Plutarco compara este recurso con un contraste elocuente: mientras algunos recitan de memoria los nombres de los Dáctilos Ideos como si fueran encantamientos contra el miedo, quienes progresan en la virtud encuentran un apoyo mucho más firme en la presencia interior de los hombres buenos, que los reanima y sostiene en todas las pruebas. Por ello, considera este hábito —recordar y evocar a los virtuosos como guías— una señal inequívoca de avance moral.
Un signo aún más revelador aparece cuando el individuo no se turba ni se avergüenza ante la presencia inesperada de un hombre excelente, sino que sale a su encuentro con confianza serena. Plutarco contrasta esta actitud con la anécdota de Alejandro Magno, quien, seguro de sus obras, preguntó irónicamente si la noticia que traían era que Homero había resucitado, convencido de que nada le faltaba salvo la gloria póstuma. De modo semejante, el joven que progresa en la virtud siente un deseo profundo de mostrarse tal como es ante los hombres buenos: abrirles su casa, su mesa, su familia, su trabajo y sus escritos, e incluso lamentar que un padre o maestro muerto no pueda verlo ahora en esta condición.
Por el contrario, Plutarco observa que quienes han descuidado su vida moral temen incluso en sueños encontrarse con sus familiares y maestros. El progreso auténtico, en cambio, se reconoce en el deseo de tener como espectadores a los mejores, pues la conciencia no se avergüenza de sí misma.

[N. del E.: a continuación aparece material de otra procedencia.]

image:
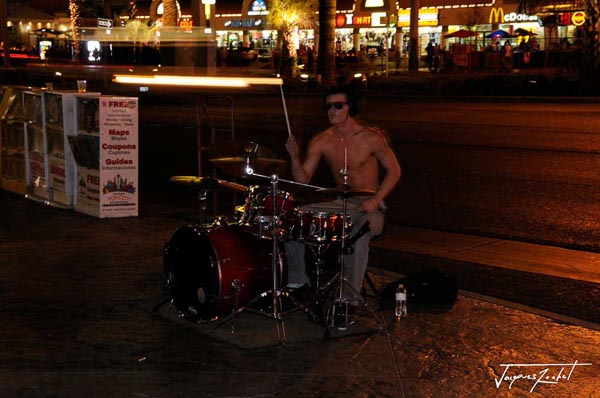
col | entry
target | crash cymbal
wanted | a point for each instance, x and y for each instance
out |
(235, 149)
(256, 162)
(209, 183)
(348, 191)
(237, 165)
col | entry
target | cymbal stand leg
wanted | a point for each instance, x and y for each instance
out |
(342, 279)
(277, 305)
(202, 200)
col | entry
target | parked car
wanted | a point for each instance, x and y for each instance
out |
(241, 56)
(264, 55)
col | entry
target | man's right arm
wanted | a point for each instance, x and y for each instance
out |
(303, 172)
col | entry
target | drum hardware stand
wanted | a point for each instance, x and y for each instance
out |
(202, 201)
(342, 280)
(276, 293)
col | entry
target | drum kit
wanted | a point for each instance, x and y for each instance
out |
(216, 270)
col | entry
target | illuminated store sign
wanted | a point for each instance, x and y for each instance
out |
(243, 23)
(427, 17)
(497, 15)
(373, 3)
(578, 18)
(186, 23)
(258, 7)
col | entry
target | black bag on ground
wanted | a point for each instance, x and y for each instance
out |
(431, 286)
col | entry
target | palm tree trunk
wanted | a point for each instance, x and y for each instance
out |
(75, 9)
(4, 32)
(169, 13)
(326, 50)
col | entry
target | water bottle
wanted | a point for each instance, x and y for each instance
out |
(400, 302)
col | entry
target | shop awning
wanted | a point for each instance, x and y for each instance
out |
(446, 3)
(16, 13)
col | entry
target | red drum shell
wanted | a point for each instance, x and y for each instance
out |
(202, 269)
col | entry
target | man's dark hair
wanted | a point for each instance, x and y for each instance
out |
(353, 95)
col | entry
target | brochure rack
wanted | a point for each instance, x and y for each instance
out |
(12, 142)
(36, 159)
(59, 125)
(106, 152)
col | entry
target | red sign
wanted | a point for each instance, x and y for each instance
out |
(362, 21)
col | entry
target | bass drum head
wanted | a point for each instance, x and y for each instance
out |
(192, 273)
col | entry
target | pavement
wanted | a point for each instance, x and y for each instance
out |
(83, 310)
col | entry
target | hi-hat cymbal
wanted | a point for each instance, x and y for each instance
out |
(348, 191)
(256, 162)
(237, 165)
(209, 183)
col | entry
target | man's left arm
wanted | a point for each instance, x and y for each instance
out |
(389, 162)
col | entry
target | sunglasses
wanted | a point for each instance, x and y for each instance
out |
(336, 105)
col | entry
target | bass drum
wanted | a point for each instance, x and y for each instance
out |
(212, 273)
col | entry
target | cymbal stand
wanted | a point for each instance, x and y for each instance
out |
(202, 201)
(276, 313)
(342, 279)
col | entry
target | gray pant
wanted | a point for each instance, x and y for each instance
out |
(356, 263)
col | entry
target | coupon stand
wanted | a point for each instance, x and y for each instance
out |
(59, 125)
(12, 142)
(106, 153)
(36, 157)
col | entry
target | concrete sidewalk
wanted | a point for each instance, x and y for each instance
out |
(548, 280)
(77, 299)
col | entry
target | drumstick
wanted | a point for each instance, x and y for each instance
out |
(345, 158)
(287, 120)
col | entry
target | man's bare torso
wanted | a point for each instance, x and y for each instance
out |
(359, 148)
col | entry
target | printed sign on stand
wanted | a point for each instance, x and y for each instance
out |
(118, 157)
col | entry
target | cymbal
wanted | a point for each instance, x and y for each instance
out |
(209, 183)
(237, 165)
(349, 191)
(253, 162)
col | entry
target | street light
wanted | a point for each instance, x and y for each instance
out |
(207, 4)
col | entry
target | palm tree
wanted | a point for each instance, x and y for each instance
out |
(169, 13)
(132, 9)
(4, 33)
(590, 65)
(326, 56)
(287, 16)
(75, 15)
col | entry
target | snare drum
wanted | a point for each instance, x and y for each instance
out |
(259, 206)
(318, 226)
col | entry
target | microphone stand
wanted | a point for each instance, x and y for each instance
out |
(345, 250)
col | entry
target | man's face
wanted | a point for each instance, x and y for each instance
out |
(337, 108)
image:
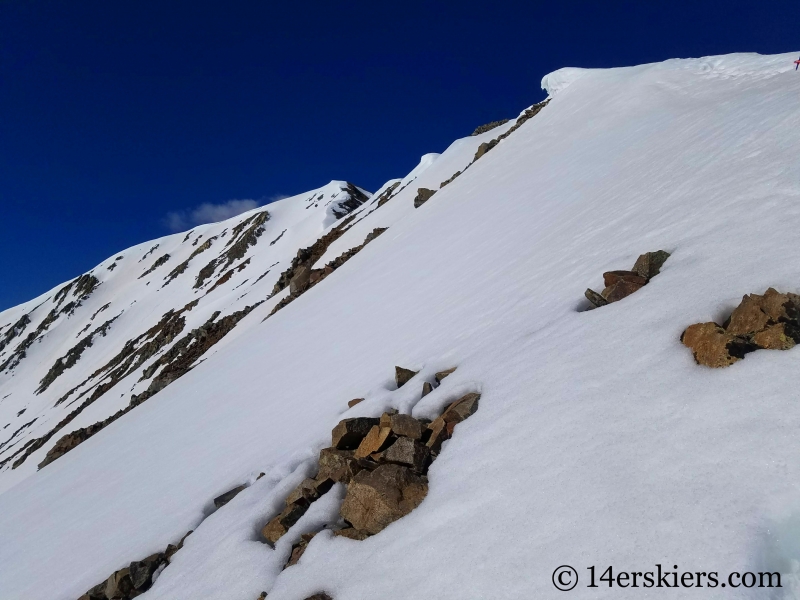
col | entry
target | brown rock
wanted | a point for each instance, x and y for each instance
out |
(338, 465)
(376, 499)
(596, 299)
(423, 195)
(442, 374)
(649, 264)
(277, 527)
(223, 499)
(374, 441)
(352, 533)
(300, 281)
(405, 425)
(712, 345)
(621, 289)
(462, 408)
(612, 277)
(747, 317)
(402, 376)
(774, 338)
(347, 435)
(409, 453)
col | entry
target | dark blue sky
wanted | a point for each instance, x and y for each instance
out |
(114, 114)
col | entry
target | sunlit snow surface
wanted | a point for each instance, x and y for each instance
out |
(598, 440)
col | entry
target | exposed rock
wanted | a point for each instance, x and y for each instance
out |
(488, 127)
(377, 498)
(423, 195)
(347, 435)
(402, 376)
(404, 425)
(223, 499)
(768, 322)
(442, 374)
(337, 465)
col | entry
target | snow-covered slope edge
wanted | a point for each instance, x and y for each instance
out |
(594, 426)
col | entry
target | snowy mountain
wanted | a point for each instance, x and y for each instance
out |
(222, 358)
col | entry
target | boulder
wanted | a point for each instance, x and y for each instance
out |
(402, 376)
(423, 195)
(300, 281)
(410, 453)
(223, 499)
(596, 299)
(404, 425)
(337, 465)
(649, 264)
(347, 435)
(377, 498)
(442, 374)
(375, 441)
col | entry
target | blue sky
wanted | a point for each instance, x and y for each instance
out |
(120, 120)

Finalmente, Plutarco añade un signo decisivo y aparentemente pequeño: no considerar insignificante ningún error. Así como quien ha perdido la esperanza de enriquecerse descuida los pequeños gastos, mientras que quien está cerca de la meta cuida cada moneda, del mismo modo el que progresa en la virtud se inquieta incluso por las faltas menores. No acepta excusas como «¿en qué se diferencia esto de aquello?» o «ahora así, después mejor», sino que se disgusta ante el menor desliz, porque no quiere manchar lo que ha empezado a purificar.
Para expresar esta actitud, Plutarco recurre a una imagen arquitectónica: los hombres negligentes construyen como sea, colocando piedras al azar; pero quienes progresan en la virtud, para quienes ya ha sido puesto «un cimiento de oro» (Píndaro), ordenan cada acción con cuidado, usando la razón como plomada. Por eso recuerda el dicho de Policleto, según el cual la tarea más difícil es aquella en que la arcilla llega a la uña, es decir, cuando el trabajo exige la máxima precisión. Así, el progreso moral culmina en una vida cuidadosamente medida, donde nada se deja al azar y cada acto busca estar a la altura de la virtud amada.
Conclusión
En Sobre cómo percibir los propios progresos en la virtud, Plutarco nos enseña que el avance moral no es un salto milagroso ni un gesto para la galería, sino una transformación lenta, interior y verificable. El progreso se reconoce cuando el vicio pierde fuerza, cuando las pasiones se suavizan y se ordenan, cuando dejamos de competir por palabras y aplausos y comenzamos a medirnos por actos, silencios y coherencia. Amar la virtud incluso en la adversidad, aceptar la corrección, vigilar hasta los errores pequeños, aprender de todo lo que acontece y buscar parecerse a los hombres buenos más que admirarlos desde lejos: estos son los signos de una razón que ha echado raíces en el alma. Allí donde ya no hay ostentación, sino celo por imitar lo noble, y donde la conciencia se vuelve el principal testigo, puede decirse con justicia que el progreso en la virtud ha comenzado de verdad.